Someone who sharply criticized Washington was W.E.B. DuBois. DuBois had grown up in the north after the Civil War and away from slavery. He felt that it was wrong to tolerate segregation laws. He saw Washington’s approach as passive, letting the white community have the power and not feeling afraid of change. In 1910, DuBois founded the National Association for the Advancement of Colored People to directly fight for civil rights by challenging the legality of segregation laws.

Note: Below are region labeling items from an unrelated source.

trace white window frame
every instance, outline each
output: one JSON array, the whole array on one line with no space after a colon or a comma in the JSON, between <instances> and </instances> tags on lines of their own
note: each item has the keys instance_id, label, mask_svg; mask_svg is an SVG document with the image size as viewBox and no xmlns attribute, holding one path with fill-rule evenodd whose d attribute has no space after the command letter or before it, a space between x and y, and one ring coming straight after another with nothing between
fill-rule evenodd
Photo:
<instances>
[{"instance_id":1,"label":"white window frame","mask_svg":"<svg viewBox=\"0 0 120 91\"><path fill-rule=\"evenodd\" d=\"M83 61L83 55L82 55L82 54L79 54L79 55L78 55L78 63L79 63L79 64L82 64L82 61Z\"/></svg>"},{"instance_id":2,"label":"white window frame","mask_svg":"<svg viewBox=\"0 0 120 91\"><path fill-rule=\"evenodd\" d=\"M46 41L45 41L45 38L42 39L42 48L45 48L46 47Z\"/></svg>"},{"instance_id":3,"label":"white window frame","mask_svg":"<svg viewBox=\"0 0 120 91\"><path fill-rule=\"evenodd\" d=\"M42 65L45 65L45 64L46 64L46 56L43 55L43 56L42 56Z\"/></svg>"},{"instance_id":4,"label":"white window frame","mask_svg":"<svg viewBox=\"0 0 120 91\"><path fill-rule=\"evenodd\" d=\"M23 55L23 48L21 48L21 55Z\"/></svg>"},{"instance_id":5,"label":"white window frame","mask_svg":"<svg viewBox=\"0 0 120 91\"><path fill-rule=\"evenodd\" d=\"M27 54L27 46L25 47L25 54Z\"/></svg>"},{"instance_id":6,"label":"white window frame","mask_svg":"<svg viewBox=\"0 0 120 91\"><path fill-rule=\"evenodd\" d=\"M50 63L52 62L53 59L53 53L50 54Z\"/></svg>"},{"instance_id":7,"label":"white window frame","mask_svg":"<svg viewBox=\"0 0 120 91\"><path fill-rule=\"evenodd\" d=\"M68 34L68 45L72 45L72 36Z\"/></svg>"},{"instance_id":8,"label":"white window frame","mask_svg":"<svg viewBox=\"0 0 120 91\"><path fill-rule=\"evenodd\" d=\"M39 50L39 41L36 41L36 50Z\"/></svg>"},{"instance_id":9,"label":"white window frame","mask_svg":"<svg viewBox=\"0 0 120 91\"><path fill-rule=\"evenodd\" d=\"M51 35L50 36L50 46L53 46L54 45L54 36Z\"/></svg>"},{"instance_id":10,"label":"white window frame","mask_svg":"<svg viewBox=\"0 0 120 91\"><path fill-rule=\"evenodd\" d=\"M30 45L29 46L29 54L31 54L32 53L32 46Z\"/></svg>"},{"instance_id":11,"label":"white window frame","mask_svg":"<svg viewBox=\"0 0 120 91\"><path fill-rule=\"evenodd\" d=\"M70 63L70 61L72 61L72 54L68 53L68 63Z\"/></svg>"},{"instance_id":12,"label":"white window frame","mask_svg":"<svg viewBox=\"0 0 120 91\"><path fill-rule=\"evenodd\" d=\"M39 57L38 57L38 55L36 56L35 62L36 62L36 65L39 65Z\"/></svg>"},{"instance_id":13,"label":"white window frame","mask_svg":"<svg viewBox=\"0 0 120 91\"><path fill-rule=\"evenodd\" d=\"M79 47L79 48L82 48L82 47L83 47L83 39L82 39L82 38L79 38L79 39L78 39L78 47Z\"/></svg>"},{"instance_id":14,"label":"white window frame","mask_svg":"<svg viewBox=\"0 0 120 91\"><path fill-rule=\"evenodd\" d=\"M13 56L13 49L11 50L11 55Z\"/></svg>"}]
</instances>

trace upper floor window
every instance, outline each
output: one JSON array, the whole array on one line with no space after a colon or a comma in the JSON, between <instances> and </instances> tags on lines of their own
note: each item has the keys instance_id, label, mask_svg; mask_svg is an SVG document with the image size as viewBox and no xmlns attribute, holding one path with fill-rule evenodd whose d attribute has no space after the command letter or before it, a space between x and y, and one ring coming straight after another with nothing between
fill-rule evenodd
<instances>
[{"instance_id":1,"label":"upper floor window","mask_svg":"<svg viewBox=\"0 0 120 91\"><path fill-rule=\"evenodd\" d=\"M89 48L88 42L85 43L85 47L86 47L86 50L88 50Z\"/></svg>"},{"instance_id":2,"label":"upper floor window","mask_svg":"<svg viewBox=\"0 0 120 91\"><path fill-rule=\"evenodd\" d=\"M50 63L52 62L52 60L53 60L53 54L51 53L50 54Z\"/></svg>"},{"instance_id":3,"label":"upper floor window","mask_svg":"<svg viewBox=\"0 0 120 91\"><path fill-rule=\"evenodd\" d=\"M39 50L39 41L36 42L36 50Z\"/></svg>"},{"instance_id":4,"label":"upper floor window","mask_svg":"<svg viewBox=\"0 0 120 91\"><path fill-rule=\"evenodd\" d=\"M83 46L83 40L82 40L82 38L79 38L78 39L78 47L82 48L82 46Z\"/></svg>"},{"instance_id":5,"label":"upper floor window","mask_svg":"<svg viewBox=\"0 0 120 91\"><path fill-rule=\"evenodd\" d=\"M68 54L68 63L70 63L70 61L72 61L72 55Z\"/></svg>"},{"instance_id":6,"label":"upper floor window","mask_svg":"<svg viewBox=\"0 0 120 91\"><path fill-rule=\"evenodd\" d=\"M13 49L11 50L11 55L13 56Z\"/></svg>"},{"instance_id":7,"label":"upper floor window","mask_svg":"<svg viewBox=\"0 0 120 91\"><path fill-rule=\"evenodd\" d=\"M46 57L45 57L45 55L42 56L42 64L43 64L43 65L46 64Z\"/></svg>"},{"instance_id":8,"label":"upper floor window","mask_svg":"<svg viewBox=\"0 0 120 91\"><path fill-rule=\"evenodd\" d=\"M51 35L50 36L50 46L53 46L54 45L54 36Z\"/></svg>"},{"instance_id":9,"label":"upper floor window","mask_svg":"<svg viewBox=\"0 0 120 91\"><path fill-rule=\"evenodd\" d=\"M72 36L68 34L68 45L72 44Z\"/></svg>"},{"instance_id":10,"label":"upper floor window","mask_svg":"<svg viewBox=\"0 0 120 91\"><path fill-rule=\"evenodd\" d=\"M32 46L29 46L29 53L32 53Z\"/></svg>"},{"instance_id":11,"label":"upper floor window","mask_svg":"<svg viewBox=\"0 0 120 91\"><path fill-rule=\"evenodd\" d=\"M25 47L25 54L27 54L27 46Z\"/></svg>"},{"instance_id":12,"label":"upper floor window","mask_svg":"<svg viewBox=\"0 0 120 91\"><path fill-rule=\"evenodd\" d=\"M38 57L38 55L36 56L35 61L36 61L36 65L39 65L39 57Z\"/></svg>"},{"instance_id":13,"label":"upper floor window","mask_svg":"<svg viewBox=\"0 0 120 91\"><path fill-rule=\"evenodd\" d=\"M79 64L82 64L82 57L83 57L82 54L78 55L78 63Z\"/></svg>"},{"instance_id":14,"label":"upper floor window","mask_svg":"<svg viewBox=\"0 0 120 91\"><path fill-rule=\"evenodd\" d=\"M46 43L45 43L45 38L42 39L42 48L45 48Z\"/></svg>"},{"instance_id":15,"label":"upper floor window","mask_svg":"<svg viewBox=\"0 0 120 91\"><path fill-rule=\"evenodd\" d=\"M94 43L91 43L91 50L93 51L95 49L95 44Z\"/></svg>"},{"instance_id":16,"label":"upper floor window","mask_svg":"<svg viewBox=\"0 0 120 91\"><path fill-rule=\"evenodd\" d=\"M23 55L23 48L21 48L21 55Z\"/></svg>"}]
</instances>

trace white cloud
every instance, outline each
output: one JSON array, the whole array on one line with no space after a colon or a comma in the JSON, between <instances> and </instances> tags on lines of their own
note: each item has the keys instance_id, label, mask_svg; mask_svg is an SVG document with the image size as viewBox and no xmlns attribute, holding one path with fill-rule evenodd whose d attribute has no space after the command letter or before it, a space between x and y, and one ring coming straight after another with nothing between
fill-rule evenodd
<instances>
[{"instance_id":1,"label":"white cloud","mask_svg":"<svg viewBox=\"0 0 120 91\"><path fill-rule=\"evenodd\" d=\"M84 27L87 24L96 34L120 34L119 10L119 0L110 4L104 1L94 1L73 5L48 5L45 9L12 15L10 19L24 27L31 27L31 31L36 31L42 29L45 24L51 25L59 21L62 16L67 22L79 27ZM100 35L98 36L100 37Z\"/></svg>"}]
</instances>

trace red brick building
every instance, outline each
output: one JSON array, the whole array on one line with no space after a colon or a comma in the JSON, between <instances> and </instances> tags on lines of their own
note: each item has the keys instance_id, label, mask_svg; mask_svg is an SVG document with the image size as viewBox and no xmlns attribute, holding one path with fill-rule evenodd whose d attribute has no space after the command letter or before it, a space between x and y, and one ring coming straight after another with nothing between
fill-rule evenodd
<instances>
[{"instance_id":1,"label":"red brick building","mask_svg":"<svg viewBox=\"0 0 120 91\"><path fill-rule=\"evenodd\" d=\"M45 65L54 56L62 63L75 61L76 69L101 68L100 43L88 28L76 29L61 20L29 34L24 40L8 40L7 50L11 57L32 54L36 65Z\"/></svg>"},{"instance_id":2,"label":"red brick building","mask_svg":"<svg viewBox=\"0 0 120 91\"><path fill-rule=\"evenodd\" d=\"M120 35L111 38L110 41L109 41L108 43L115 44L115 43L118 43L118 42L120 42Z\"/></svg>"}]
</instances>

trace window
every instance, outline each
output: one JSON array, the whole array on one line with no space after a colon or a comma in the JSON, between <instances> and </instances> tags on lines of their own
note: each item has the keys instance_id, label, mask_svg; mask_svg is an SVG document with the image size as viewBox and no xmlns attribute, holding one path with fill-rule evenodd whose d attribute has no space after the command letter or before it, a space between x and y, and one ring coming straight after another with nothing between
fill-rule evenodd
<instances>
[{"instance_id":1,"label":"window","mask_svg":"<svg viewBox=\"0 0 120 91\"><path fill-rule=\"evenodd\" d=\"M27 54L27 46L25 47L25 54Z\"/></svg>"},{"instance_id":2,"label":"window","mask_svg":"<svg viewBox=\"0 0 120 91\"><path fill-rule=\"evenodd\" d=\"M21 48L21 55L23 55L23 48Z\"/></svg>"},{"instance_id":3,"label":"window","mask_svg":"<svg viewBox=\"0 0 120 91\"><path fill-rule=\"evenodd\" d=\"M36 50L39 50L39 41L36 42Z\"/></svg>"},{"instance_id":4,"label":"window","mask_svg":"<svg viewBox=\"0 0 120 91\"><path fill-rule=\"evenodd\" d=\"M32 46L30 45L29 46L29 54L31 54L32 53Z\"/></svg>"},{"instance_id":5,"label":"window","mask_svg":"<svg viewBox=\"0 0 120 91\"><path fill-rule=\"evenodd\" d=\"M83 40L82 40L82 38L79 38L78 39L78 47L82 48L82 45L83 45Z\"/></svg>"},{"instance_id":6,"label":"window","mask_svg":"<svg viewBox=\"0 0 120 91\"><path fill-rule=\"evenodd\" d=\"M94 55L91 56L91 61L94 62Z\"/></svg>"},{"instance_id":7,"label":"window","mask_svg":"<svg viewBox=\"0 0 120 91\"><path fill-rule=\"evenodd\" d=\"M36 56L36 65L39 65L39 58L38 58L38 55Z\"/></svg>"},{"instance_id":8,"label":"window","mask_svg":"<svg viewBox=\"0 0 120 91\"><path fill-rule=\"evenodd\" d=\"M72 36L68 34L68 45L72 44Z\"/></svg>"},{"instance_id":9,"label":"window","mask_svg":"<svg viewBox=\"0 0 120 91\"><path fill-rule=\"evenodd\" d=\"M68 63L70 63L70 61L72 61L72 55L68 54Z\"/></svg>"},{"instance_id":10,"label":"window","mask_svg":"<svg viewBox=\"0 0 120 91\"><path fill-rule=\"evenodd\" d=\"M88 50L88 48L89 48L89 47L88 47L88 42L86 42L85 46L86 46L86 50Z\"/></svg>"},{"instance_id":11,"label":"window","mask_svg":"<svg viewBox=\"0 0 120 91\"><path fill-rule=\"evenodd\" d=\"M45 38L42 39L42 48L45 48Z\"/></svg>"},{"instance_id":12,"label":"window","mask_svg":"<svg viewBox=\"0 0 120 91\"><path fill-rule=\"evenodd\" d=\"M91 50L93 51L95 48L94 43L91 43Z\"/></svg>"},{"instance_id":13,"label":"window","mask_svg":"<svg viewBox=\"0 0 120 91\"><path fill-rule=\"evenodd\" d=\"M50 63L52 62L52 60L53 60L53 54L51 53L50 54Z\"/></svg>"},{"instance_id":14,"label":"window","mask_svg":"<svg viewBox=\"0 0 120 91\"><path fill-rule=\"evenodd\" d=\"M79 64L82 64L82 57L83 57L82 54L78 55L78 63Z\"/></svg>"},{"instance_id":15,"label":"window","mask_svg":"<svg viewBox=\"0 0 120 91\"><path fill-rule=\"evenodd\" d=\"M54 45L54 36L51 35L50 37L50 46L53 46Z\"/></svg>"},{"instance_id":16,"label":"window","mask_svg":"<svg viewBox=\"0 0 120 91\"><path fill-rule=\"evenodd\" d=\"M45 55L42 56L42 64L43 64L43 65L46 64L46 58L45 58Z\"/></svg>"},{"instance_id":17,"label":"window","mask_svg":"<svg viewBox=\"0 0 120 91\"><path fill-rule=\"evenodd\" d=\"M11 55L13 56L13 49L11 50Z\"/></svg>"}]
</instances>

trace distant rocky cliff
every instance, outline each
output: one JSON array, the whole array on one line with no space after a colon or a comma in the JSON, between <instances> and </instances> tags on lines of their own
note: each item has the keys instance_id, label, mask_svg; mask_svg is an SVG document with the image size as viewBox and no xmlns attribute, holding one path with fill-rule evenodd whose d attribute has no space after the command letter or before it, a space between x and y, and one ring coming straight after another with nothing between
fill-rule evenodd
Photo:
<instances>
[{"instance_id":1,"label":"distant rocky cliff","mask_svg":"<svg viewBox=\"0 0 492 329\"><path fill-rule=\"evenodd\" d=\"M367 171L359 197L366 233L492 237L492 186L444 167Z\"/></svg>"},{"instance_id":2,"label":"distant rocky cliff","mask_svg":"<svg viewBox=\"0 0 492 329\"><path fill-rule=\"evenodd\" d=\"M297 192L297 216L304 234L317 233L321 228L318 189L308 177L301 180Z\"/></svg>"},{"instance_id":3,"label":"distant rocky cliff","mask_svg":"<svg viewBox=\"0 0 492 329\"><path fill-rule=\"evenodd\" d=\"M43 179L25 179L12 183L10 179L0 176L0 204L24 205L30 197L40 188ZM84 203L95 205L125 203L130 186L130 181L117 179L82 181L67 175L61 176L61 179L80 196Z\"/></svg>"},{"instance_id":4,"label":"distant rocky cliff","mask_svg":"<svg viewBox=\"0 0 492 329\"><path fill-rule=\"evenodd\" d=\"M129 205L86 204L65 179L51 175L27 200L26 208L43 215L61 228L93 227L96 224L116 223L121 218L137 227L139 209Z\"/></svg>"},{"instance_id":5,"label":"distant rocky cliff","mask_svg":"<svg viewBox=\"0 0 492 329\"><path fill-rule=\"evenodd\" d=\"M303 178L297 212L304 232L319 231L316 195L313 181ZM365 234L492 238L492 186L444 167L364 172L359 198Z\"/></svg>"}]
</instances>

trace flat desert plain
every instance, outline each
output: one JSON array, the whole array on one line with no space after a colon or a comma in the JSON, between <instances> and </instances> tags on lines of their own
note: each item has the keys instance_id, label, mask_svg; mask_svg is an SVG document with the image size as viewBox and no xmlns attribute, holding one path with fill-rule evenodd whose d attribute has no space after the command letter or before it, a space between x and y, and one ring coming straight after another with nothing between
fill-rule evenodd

Some have seen Washington as a radical, someone who promotes a great deal of change in a short time: He used the Hampton model and changed the system of education for black men and women. He was the first black man in the south to speak to a largely white audience; he used this platform to advance his agenda. Would Tuskegee have grown and influenced as many lives without the influx of white money? In some cases, whole buildings were paid for by wealthy doners. Others have called him a moderate, someone trying to promote change only within the system by appeasing people in power and not threatening them. He did not speak out against a violent lynching case in Georgia or the Supreme Court’s decision in the 1883 Civil Rights Cases which gave African Americans less power, but he publicly praised the contributions of black soldiers and pushed for more opportunities for them and called racial prejudice a “cancer gnawing at the heart of the Republic.”